FROM HETRINA: "Martin Meyer born 1760 Hombressen, Hessen Kassel, private recruited into courier corps, became a prisoner of war, appears in unit books beginning in Apr 1783"

This information is not entirely correct. I wrote Marburg and the data from the original source was: "Company from Wurmb.: Martin Meyer from Hombressen near Morschen, 22 years old, 9 Zoll, 1 Strich tall, and Christian Heil from Halberstadt,, have deserted on 22 April with armature and equipment from Cold Spring" (this is on Long Island)

Martin was in Co. 6 of the Jaeger Corps of the Hessen Cassel Troops. He was young for a Hessian Soldier, having been born in 1760/61 in the town of Zip 34369 Hombressen, a suburb of the city of Hofgeismar, north of Kassel.

The Jaeger Corps was the most active of all the fighting units among the some 30,000+ German Troops brought to North America by the British. In late May 1783, after the official end of the War the Jaeger Corps was moved from Huntington, LI to McGowans Pass about half way up Manhattan and to Kings Ridge at the upper end of Manhattan. These were the two so called 'outer defenses' maintained by the British to protect their units and supplies in lower Manhattan prior to embarking their troops back home to Europe. The Jaegers remained there until 21 Nov 1783, when they left for lower Manhattan in order to get on board ship bound for home, and turned over those defenses to the Americans.

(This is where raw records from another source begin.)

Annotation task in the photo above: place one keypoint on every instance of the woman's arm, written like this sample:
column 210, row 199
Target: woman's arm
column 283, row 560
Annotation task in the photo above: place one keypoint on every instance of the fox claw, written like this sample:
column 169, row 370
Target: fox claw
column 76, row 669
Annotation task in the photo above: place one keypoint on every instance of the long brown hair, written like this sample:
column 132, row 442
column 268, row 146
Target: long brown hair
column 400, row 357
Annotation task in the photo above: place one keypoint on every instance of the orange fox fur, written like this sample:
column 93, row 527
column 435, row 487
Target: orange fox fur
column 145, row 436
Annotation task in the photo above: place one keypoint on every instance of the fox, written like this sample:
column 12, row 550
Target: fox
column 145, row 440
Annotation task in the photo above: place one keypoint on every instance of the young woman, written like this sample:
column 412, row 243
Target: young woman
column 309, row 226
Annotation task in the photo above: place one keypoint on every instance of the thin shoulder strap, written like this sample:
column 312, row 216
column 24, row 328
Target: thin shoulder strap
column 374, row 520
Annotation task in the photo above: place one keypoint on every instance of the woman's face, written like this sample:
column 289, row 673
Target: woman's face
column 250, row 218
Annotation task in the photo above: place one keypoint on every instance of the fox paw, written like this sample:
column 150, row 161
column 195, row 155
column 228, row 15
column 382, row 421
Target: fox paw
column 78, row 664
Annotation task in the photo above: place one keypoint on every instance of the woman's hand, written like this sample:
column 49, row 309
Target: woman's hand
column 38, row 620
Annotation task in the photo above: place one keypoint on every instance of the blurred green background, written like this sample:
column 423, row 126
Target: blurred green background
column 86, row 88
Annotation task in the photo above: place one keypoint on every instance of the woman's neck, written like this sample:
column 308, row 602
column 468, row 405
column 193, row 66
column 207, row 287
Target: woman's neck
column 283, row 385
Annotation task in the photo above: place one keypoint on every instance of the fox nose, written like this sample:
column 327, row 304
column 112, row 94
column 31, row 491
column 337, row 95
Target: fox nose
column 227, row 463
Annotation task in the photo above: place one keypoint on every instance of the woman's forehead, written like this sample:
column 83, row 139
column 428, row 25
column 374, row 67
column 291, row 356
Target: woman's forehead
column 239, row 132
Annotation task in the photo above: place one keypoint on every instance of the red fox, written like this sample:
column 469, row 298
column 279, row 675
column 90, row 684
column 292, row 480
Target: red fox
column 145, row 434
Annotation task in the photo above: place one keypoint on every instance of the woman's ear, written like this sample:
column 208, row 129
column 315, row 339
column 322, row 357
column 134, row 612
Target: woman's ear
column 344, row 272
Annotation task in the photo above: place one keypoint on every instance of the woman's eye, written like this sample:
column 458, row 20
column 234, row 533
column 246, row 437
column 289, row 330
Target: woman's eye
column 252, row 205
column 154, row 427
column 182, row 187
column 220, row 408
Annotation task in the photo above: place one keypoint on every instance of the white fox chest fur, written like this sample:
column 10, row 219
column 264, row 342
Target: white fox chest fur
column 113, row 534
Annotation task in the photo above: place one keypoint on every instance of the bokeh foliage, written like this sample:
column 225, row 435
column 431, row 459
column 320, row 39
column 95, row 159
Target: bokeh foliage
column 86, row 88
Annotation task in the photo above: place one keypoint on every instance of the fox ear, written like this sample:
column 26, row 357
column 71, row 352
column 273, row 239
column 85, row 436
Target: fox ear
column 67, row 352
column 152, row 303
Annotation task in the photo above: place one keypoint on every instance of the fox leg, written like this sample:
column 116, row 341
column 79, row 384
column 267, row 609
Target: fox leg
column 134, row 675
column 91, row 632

Martin was in Vermont in 1786 where his first son, Surzardus, was born; in Connecticut in 1789 where his second son, Alvin, was born. He was found on the 1790 census in Washington Twp., Litchfield Co., CT. He then disappears until 1799 when he came to Susquehanna Co, PA. He died there in the town of Dimock sometime after 1822, when he last appeared on the tax records.

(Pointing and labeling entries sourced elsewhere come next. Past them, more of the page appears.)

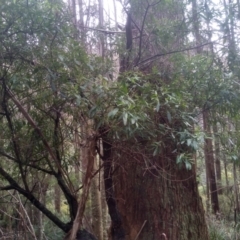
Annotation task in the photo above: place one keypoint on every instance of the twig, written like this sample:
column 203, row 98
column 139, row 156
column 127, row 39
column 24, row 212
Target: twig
column 140, row 230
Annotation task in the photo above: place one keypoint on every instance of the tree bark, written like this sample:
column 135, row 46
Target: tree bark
column 158, row 203
column 209, row 160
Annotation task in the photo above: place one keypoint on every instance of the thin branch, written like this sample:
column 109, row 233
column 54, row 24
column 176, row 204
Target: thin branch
column 150, row 59
column 102, row 30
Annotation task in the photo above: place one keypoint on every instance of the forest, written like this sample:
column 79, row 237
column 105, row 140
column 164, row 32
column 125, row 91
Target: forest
column 119, row 120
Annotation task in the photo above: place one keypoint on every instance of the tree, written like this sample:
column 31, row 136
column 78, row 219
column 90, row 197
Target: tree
column 149, row 158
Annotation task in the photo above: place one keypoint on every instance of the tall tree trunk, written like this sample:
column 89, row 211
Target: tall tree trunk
column 217, row 159
column 209, row 161
column 96, row 205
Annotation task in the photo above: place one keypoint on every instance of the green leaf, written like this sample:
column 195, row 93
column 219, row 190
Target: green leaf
column 125, row 117
column 169, row 116
column 113, row 112
column 188, row 165
column 158, row 106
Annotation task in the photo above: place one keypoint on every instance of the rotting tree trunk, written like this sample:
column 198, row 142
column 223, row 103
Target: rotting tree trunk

FROM: "THE HISTORY OF SUSQUEHANNA COUNTY, PA", Page 370:

"Martin Myers was a Hessian soldier in the British army during the Revolution. He came to Pennsylvania from one of the New England States, having left the service before the close of the war, and settled down as a peacable citizen of the country against which he had been sent to fight. By the contract between the Government of Great Britain and the Prince of Hesse-Cassel; a sum of maney was to be paid to the latter for all the Hessians not returned, and they were, at the end of the war, carefully sought for to be taken back. Myers, not wishing to return, sought concealment, and was aided by a young woman with whom he had become acquainted. He was not found, and after the troops had left the country, this woman became his wife."

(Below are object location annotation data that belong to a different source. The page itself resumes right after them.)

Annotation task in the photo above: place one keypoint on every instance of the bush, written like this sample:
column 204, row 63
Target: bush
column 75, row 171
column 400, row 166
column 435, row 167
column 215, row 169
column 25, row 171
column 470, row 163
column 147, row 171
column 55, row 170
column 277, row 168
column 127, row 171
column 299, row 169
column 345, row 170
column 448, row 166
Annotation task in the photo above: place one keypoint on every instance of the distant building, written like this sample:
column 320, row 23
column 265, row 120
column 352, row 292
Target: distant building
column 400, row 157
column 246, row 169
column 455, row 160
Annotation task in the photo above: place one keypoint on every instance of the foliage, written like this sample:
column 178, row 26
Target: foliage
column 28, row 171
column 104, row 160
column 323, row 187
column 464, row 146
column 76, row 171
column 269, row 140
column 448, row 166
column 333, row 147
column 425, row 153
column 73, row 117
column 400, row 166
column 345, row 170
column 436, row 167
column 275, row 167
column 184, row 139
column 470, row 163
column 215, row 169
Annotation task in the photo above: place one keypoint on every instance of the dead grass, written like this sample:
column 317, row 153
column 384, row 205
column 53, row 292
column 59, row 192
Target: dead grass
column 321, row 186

"In the fall of 1799 he is said to have carried the following load upon his back from Black's mill, on the Wyalusing, up to the forks of the creek, a distance of ten miles, the flour of one bushel of wheat, one bushel of rye, fourteen shad and a gun. At the Forks he added to his load one gallon and a pint of whiskey, a large bake-kettle weighing twenty-five pounds, and a common sized cross-cut saw, all of which he carried without assistance thirteen miles farther to his own residence. These thirteen miles were entirely in the woods, and he was guided only by a line of marked trees. This Samson-like feat was performed by no 'Samson in size'".